Geometric property of objects being in the same plane

In geometry, a set of points in space are coplanar if there exists a geometric plane that contains them all. For example, three points are always coplanar, and if the points are distinct and non-collinear, the plane they determine is unique. However, a set of four or more distinct points will, in general, not lie in a single plane.

An example of coplanar points

Two lines in three-dimensional space are coplanar if there is a plane that includes them both. This occurs if the lines are parallel, or if they intersect each other. Two lines that are not coplanar are called skew lines.

Distance geometry provides a solution technique for the problem of determining whether a set of points is coplanar, knowing only the distances between them.

==Properties in three dimensions==
In three-dimensional space, two linearly independent vectors with the same initial point determine a plane through that point. Their cross product is a normal vector to that plane, and any vector orthogonal to this cross product through the initial point will lie in the plane. This leads to the following coplanarity test using a scalar triple product:

Four distinct points, x_{1}, x_{2}, x_{3}, x_{4}, are coplanar if and only if,
$[(x_2 - x_1) \times (x_4 - x_1)] \cdot (x_3 - x_1) = 0.$
which is also equivalent to
$(x_2 - x_1) \cdot [(x_4 - x_1) \times (x_3 - x_1)] = 0.$

If three vectors a, b, c are coplanar, then if a ⋅ b = 0 (i.e., a and b are orthogonal) then
$(\mathbf{c}\cdot\mathbf{\hat a})\mathbf{\hat a} + (\mathbf{c}\cdot\mathbf{\hat b})\mathbf{\hat b} = \mathbf{c},$

where $\mathbf \hat a$ denotes the unit vector in the direction of a.

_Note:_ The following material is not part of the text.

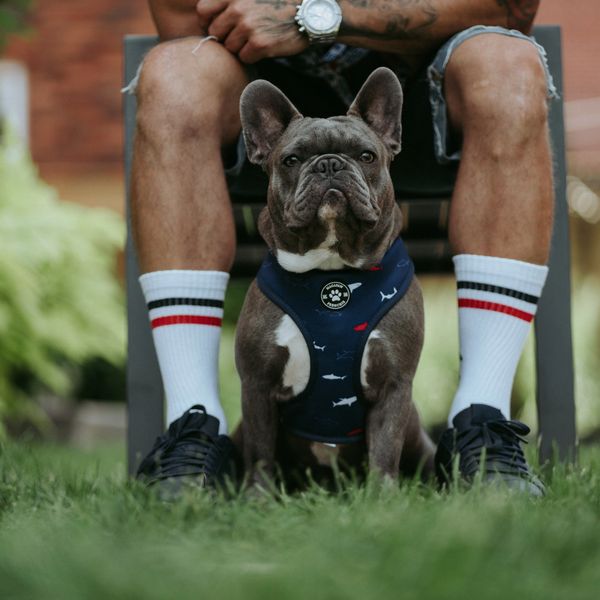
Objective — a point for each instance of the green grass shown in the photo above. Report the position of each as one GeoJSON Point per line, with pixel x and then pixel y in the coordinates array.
{"type": "Point", "coordinates": [70, 527]}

That is, the vector projections of c on a and c on b add to give the original c.

==Coplanarity of points in n dimensions whose coordinates are given==

Since three or fewer points are always coplanar, the problem of determining when a set of points is coplanar is generally of interest only when there are at least four points involved. In the case that there are exactly four points, several ad hoc methods can be employed, but a general method that works for any number of points uses vector methods and the property that a plane is determined by two linearly independent vectors.

In an n-dimensional space where n ≥ 3, a set of k points $\{p_0,\ p_1,\ \dots,\ p_{k-1}\}$ are coplanar if and only if the matrix of their relative differences, that is, the matrix whose columns (or rows) are the vectors $\overrightarrow{p_0 p_1},\ \overrightarrow{p_0 p_2},\ \dots,\ \overrightarrow{p_0 p_{k-1}}$ is of rank 2 or less.

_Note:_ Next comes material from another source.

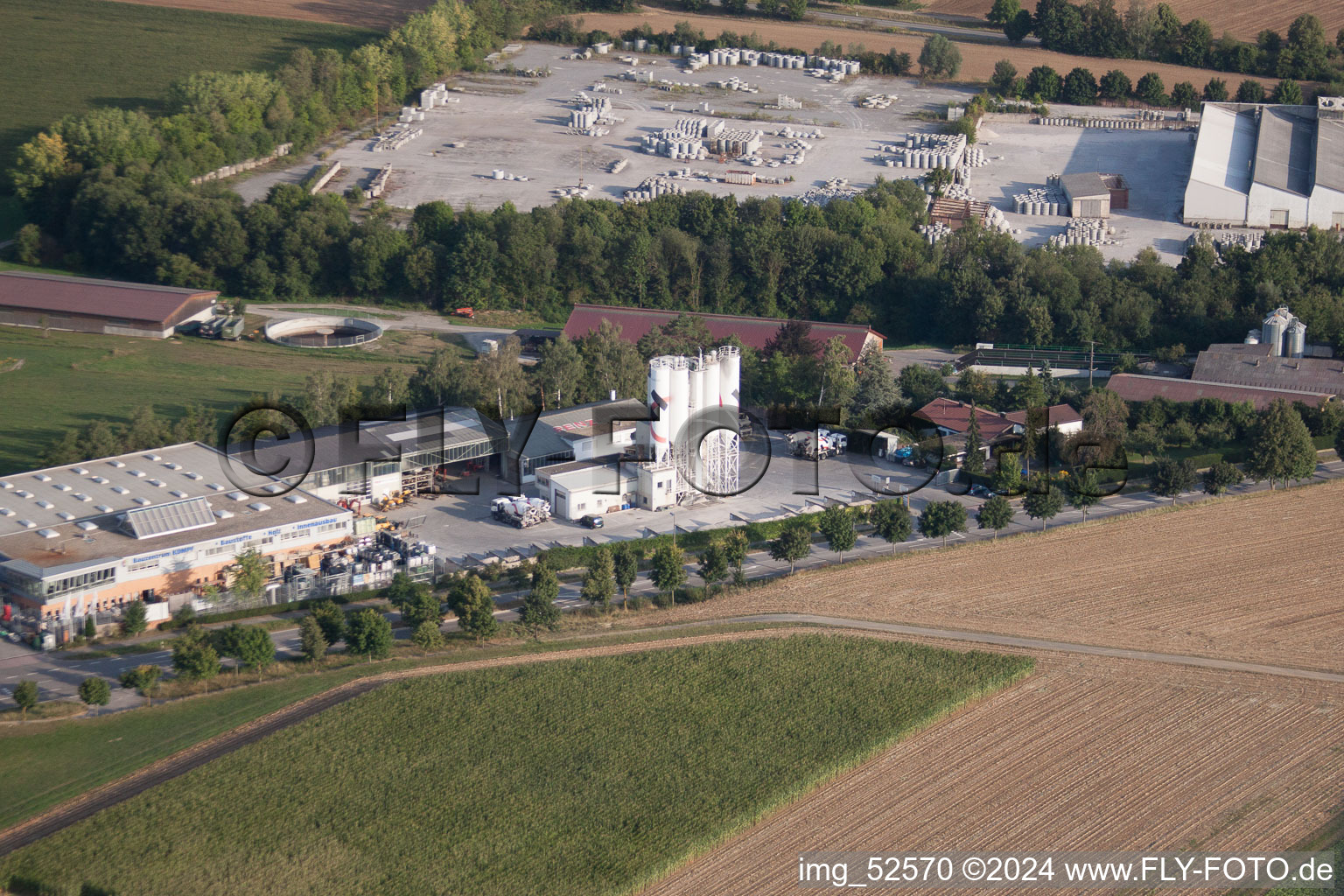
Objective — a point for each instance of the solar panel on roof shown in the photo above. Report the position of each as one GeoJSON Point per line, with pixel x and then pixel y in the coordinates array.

For example, given four points
$$\begin{align}
X &= (x_1, x_2, \dots, x_n), \\
Y &= (y_1, y_2, \dots, y_n), \\
Z &= (z_1, z_2, \dots, z_n), \\
W &= (w_1, w_2, \dots, w_n),
\end{align}$$
if the matrix
$$\begin{bmatrix}
x_1 - w_1 & x_2 - w_2 & \dots & x_n - w_n \\
y_1 - w_1 & y_2 - w_2 & \dots & y_n - w_n \\
z_1 - w_1 & z_2 - w_2 & \dots & z_n - w_n \\
\end{bmatrix}$$
is of rank 2 or less, the four points are coplanar.

In the special case of a plane that contains the origin, the property can be simplified in the following way:
A set of k points and the origin are coplanar if and only if the matrix of the coordinates of the k points is of rank 2 or less.

==Geometric shapes==

A skew polygon is a polygon whose vertices are not coplanar. Such a polygon must have at least four vertices; there are no skew triangles.

A polyhedron that has positive volume has vertices that are not all coplanar.